Not only are Lyle’s images compelling in themselves, but in selecting themes from a dense amount of images, Lyle extracts a purely American moment in our psyches. It is this blend of curator and painter that is so interesting in David’s work, allowing him to create a formidable sense of familiarity with his subjects.

Although I really enjoy Lyle’s paintings, I’m not so sure about that “formidable sense of familiarity”. On the contrary, it seems to me his paintings create a chilling sense of uncomfortably strangeness or, more precisely, of uncanniness. On one hand, they appeal to our longing for nostalgic feelings: the desire to experiment with a past era about which we have romantic views (and so some of us collect vintage polaroid pictures, design from the art deco period, original movie posters, old vinyl disks, sneakers from the 70s, etc.). On the other end, David Lyle’s paintings often include an element that explicitly disturb this naive phantasm. Instead of inviting us to a peaceful contemplation, their composition induce a brutal, sometime humorous dissonance. In “Words of Wisdom” (2011) a typical suburb housewife from the 50’s looks at a G-string printed with Nike’s slogan “Just Do It”. In “If You See Something, Say Something” (2011) a bus passenger is calmly sitting with a bomb in his hand while people around him keep reading their newspaper. In “The Honey Hole” (2012) Winnie-the-Pooh is happily peeking at a half-naked pin-up while she undresses herself.
Consider the painting depicted above. “Family Time” represents a moment in the life of a family at the end of the 50’s or during the 60’s (between the second half of the 40’s and the very beginning of the 60’s the number of households equipped with a television set in the Unites-States skyrocketed, increasing from less than 0.5% to 90%1). Representation of joyful family members gathered together in front of the television screen is an iconographic archetype of this era (see the image below from this source).

A family gathered in front of a television set, photo by Evert F. Baumgardner, ca. 1958
A family gathered in front of a television set, photo by Evert F. Baumgardner, ca. 1958. Public domain. Retrieved from “Images of American Political History” at http://bill.ballpaul.net/

Such representation conveys an idyllic sense of perfection and purity. The “Golden Fifties” are often associated with this idea of a new (edenic) beginning. As Douglas T. Miller and Marion Nowak explains in The fifties: the way we really were:

Looking back on that period, people today see it as a time of fun and innocence, a soda-pop world with youth as its only participants. (Garden City, N.Y. : Doubleday, 1977, p. 5)

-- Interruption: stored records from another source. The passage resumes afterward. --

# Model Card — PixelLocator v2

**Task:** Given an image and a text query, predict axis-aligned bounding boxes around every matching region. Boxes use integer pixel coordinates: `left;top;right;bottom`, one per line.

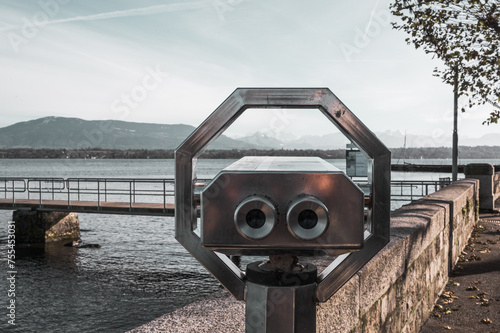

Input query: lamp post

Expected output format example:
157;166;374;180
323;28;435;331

451;66;458;181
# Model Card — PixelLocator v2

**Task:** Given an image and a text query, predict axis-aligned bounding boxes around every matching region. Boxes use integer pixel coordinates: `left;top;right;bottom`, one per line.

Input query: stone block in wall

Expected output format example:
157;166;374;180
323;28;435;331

316;275;359;333
391;201;448;264
419;179;479;269
12;210;80;244
357;238;406;317
464;163;495;211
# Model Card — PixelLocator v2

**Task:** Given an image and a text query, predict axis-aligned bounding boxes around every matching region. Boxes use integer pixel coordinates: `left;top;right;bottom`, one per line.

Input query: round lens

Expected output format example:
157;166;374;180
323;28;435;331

297;209;318;229
246;209;266;229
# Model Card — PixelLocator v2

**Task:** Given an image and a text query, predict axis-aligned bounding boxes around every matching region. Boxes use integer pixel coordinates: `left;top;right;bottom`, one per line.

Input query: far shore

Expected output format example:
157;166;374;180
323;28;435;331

0;146;500;160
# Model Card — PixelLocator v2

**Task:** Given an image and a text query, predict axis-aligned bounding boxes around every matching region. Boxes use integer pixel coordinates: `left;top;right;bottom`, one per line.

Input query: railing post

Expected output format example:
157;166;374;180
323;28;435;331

128;181;132;211
66;179;71;209
97;179;101;210
163;179;167;213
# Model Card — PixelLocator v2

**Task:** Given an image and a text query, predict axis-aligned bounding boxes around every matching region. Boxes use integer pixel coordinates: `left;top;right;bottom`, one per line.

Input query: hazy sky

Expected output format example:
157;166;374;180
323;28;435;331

0;0;500;141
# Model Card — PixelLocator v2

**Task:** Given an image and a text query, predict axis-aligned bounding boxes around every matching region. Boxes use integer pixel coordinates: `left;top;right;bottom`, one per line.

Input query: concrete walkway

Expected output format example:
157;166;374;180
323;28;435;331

420;213;500;333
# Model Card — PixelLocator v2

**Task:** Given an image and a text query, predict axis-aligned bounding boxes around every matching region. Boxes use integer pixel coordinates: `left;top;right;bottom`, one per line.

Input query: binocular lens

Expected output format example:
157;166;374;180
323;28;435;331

286;197;329;240
246;209;266;229
297;209;318;229
234;196;276;240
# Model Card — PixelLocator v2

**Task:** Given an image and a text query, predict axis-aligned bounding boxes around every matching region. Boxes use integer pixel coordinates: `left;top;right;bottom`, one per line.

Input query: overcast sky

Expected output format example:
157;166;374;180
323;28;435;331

0;0;500;145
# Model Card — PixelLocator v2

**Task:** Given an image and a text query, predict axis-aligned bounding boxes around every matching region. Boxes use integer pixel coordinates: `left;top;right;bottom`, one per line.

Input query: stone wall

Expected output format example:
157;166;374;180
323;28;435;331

464;163;500;211
133;179;479;333
317;180;478;332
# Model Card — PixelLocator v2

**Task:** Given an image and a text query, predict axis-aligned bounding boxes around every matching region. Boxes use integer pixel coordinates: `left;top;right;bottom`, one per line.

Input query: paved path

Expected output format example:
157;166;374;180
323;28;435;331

420;214;500;333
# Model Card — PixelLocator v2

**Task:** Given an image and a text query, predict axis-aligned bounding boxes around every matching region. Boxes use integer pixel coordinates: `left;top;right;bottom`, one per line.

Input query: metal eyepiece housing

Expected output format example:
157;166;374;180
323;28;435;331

234;196;277;240
286;197;329;240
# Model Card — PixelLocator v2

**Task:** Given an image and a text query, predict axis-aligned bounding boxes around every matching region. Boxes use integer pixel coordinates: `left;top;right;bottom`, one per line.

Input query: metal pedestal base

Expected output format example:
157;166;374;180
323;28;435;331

However, that’s not exactly what’s depicted in the painting. Something is rotten in the art of David Lyle. Within the TV sets, an anachronous sequence from The Simpsons shows a sociopathic Homer comically but violently strangling his son Bart2. The animated sitcom is less known for its innocence than for his highly cynical signature. It could be argued that this “dissonance” is making the phantasmic regime of the idyllic representation more apparent. The perfection we’re attributing to this era tells us more about our actual desire and longing than it tells us about the past. Consequently, by highlighting the contrast between what we believe we want and what we actually have, the painting invites us for a moment to consider the present time in a new perspective. Instead of vaguely recording the existence of The Simpsons in the horizon of our daily life, it may be possible, for instance, to see it as something quite strange and worrying. Miller and Novak shared a similar view in their book:

What does all this nostalgia means? Periods of intense longing for an earlier era indicate that people are discontented with the present. Excessive, sentimental nostalgia generally occurs during times of perceived crisis. (p. 5)

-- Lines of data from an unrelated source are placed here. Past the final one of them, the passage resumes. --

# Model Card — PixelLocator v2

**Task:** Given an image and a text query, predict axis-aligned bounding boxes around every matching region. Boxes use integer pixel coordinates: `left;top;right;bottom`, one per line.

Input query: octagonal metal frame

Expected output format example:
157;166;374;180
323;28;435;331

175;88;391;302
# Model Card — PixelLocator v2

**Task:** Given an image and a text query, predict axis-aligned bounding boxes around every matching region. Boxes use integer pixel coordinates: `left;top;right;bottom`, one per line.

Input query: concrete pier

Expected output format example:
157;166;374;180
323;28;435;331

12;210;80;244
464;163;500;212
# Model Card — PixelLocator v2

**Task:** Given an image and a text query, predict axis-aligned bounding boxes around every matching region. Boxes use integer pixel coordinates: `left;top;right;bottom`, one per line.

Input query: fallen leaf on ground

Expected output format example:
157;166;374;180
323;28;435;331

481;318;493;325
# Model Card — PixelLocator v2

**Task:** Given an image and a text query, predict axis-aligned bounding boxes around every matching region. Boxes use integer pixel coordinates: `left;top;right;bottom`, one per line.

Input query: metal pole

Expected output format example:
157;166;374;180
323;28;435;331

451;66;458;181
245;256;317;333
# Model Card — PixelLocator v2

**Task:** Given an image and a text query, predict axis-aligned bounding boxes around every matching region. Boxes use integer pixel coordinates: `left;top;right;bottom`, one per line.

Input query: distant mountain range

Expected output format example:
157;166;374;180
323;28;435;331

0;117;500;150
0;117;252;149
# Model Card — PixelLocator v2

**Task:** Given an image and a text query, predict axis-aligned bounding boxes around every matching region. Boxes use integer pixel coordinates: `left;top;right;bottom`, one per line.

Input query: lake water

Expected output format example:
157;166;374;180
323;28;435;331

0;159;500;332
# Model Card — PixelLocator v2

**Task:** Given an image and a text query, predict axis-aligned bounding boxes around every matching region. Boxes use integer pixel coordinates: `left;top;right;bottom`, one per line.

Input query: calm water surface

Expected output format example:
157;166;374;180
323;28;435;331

A press release for David Lyle’s upcoming exhibition Misbehaving at Lyons Wier Gallery (April 5 – 28, 2012) conveys a another description of his work:

In Misbehaving, we see how Lyle’s methodology combined with his acerbic wit creates an altered reality rife with cynicism and bursting with mischief. Lyle is impeccably faithful to the vintage photographs that inspire his work – until a point in which he instills a cultural reference so familiar, yet iconoclastic, as to leave the viewer wincing, laughing, or really thinking — often it is all three. (PDF)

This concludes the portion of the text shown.